The debt ceiling deal passed the 1st of this month raised the debt ceiling just barely enough to tide us through until after the 2012 elections. That should not surprise anyone. This is exactly what it’s limited purpose was designed to do. It was all the current political climate would allow.

That means, of course, there isn’t any money left for investment in job creation. That was a short sided oversight by both Congress and the President..

With the real threat of a double dip recession looming there are few options left for The Fed to do anything about it. Talk about bringing back “The Twist” from the early 1960s only underscores how desperate The Fed has become.

President Obama is coming out with a jobs plan next month.  In an interview with CNN’s Wolf Blitzer the President hinted that he would come back with his “grand plan” proposal “front loaded” to create jobs.

“Front loaded” is a euphemism meaning that the federal government has to figure out where to come up with the cash right now to pay for funding job creation programs right now.

Massive spending on infrastructure projects like we did in the 1930s may be one of the few options left to government to generate enough demand in the economy to help. The difference now, though, is that in the 1930s the federal government’s debt level was a fraction of what it is now. We could afford it then.

With a debt level near 100% of GDP, we can’t afford it now. Ending the “Bush-era Tax Cuts for the Rich” could raise some money – about $45-50 billion/year –  but that isn’t enough to make a difference.

Where, then, is the money to pay for job creation programs going to come from?


About azleader

Learning to see life more clearly... one image at a time!

Posted on Aug 20, 2011, in 2012 Elections, Barack Obama, Debt, Deficit, Deficit Reduction Committee, Economy, Federal Reserve, Federal Reserve Bank, Job Creation, Jobs, National Debt, National Infrastructure, Politics, spending cuts, Super Committee, The Fed. Bookmark the permalink. 2 Comments.

  1. “Where, then, is the money to pay for job creation programs going to come from?”

    Ironically, there are several hundred thousand truly shovel ready jobs and several hundred billion dollars in investment that could come to fruition almost immediately without the government spending one penny. All Obama and the Democrats need to do is to force the regulatory agencies to get out of the way of the oil and gas industries and of the coal mining industries and for Obama to order the State Department and the EPA to put their seal of approval on the Keystone Pipeline Project. Obama and the Democrats could propose cutting corporate taxes say to 20%. In other words, take the handcuffs off the free enterprise system and let it do what it does best. Unfortunately, Obama and the Democrats are ideologies first and Americans second. So I’m not expecting much from Obama’s Jobs Plan announcement that he has promised to release in September.

  2. You are right about shovel ready jobs.
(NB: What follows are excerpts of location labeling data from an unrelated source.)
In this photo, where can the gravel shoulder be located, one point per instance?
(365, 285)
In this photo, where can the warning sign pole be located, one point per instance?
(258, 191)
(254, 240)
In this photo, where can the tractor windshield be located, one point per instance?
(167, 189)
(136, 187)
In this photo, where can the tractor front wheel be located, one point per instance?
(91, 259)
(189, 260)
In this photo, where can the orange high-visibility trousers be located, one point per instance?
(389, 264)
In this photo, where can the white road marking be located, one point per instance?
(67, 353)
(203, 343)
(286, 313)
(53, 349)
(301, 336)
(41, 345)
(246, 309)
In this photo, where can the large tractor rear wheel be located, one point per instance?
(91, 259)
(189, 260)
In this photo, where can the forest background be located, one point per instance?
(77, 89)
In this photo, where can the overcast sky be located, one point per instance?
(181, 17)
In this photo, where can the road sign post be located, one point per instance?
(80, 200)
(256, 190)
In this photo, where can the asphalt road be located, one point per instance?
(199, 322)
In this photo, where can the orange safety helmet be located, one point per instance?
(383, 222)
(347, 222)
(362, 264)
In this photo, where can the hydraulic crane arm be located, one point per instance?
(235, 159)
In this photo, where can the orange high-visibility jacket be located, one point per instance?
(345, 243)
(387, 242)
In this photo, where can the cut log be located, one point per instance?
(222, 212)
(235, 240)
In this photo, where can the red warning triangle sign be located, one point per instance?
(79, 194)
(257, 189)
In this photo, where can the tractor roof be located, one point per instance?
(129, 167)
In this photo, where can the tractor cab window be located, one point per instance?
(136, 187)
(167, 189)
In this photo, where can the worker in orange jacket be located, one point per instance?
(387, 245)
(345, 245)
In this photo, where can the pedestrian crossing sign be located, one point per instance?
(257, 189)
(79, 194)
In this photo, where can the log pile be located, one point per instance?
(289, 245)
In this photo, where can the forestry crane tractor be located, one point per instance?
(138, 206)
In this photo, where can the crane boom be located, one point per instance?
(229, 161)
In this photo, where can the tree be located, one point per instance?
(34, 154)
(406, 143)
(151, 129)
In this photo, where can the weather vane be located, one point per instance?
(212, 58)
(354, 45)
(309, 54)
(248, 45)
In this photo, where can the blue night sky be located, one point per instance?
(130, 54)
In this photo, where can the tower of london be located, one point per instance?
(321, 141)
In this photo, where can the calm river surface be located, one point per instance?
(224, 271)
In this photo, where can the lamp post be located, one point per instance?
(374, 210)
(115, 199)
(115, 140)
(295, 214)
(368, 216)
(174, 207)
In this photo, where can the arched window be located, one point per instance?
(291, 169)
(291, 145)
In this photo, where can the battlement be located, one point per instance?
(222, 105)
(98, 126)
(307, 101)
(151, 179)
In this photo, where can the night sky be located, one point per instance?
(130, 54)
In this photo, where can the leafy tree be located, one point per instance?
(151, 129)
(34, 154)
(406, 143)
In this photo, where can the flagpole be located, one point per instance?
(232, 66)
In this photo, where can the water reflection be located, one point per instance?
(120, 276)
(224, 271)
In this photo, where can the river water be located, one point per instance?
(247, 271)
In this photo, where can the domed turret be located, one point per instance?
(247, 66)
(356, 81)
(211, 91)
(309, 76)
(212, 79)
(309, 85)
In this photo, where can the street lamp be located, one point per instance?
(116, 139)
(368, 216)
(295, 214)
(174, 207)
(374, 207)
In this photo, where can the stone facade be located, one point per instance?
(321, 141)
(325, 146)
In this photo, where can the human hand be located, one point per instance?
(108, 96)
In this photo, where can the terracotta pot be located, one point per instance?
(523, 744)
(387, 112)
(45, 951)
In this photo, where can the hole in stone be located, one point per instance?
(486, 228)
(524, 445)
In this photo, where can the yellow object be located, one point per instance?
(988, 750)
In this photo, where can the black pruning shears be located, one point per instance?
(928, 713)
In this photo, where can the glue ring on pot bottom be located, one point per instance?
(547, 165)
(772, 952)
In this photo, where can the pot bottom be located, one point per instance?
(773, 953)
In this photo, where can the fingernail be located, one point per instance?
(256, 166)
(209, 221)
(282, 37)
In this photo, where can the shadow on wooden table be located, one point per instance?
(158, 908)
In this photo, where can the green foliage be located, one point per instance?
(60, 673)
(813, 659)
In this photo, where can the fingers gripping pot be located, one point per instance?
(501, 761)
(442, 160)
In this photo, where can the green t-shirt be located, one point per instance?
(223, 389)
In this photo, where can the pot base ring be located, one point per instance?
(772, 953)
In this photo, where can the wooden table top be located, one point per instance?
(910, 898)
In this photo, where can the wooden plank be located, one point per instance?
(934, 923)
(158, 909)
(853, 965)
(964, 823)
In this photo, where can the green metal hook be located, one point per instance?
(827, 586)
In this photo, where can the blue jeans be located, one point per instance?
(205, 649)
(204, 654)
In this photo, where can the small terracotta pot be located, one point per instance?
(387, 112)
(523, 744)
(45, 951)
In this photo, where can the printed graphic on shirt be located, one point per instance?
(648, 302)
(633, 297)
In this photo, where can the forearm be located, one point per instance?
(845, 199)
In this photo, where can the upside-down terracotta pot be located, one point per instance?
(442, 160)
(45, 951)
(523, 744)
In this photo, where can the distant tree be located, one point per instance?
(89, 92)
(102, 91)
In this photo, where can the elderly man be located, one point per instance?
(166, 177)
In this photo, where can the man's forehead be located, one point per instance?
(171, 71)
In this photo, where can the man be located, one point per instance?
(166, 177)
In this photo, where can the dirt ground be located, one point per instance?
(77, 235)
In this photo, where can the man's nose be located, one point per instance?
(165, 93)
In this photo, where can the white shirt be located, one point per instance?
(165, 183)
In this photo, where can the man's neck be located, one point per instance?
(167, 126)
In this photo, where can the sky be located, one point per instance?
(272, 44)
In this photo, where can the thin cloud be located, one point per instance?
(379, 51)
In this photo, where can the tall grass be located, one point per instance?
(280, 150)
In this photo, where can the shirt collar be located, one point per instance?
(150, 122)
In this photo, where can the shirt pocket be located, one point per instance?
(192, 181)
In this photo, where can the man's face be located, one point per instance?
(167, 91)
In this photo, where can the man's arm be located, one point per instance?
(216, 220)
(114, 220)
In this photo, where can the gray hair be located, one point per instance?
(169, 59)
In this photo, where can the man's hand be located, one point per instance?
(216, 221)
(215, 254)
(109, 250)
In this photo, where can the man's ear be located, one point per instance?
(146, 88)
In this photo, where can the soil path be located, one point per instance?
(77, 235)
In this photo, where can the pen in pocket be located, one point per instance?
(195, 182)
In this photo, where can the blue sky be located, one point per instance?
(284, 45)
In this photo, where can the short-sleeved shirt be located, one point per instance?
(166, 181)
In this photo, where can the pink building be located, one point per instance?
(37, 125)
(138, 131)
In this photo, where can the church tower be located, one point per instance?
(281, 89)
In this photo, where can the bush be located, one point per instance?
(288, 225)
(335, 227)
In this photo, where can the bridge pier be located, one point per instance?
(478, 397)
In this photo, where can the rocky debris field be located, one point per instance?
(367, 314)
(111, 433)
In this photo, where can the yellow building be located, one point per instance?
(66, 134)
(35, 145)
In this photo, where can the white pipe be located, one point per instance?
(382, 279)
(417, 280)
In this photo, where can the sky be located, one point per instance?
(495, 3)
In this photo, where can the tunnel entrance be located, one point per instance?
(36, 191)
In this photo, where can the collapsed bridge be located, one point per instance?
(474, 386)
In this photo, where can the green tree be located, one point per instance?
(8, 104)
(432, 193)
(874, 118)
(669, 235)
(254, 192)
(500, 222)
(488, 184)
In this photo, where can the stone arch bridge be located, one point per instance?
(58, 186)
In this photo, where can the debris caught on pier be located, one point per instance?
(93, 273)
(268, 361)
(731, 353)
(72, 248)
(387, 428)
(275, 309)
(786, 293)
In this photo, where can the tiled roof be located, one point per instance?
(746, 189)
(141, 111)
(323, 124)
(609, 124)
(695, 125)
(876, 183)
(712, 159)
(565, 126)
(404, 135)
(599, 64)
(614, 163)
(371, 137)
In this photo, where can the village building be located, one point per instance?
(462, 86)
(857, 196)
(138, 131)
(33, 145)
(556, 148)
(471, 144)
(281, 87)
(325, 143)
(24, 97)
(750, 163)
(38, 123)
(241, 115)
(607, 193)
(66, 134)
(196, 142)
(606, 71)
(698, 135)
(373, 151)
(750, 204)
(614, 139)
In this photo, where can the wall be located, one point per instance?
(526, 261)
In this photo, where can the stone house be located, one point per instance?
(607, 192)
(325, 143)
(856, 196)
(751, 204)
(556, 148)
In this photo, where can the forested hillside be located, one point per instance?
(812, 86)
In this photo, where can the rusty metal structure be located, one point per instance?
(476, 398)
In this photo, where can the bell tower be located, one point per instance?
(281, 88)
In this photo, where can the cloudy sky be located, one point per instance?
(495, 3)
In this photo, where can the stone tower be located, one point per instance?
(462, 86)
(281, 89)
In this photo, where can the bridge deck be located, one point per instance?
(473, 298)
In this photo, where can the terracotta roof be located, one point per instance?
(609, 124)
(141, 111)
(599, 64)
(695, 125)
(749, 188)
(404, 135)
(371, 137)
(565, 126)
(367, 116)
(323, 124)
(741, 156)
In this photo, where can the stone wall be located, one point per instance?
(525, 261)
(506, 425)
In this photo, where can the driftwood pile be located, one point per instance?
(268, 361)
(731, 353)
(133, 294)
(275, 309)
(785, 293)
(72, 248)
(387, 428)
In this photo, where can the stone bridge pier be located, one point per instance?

    It is estimated by a civil engineering group that it will cost about $2 trillion just to bring the U.S. infrastructure up to minimum standards. We need that investment.

    That is a smart place to direct new jobs “stimulus” spending. The money for it will have to come from a modified QE3 strategy.

    I believe that President Obama will propose infrastructure investments in his “jobs plan”.

    Unfortunately, that may be the only helpful part of the plan and the rest of his “stimulus” spending proposals will be politically motivated… like extending the payroll tax “holiday”… and be a sorry combination of ARRA(The “stimulus” package) and his “grand plan”(whatever that really is).

    The President may push creation of an infrastructure bank as has been proposed before by others.

    I’ve argued against an infrastructure bank because it adds another bureaucracy for government to screw up through mismanagement and inefficiency.

    But these are desperate times and that may be the only reasonable thing government can do that will put us back on the path to economic growth by helping boost REAL demand through the wages paid to infrastructure workers.

    The rest, of course, can and MUST come from the private sector. For that reason, we need a business friendly government, not a business hostile one like we have now.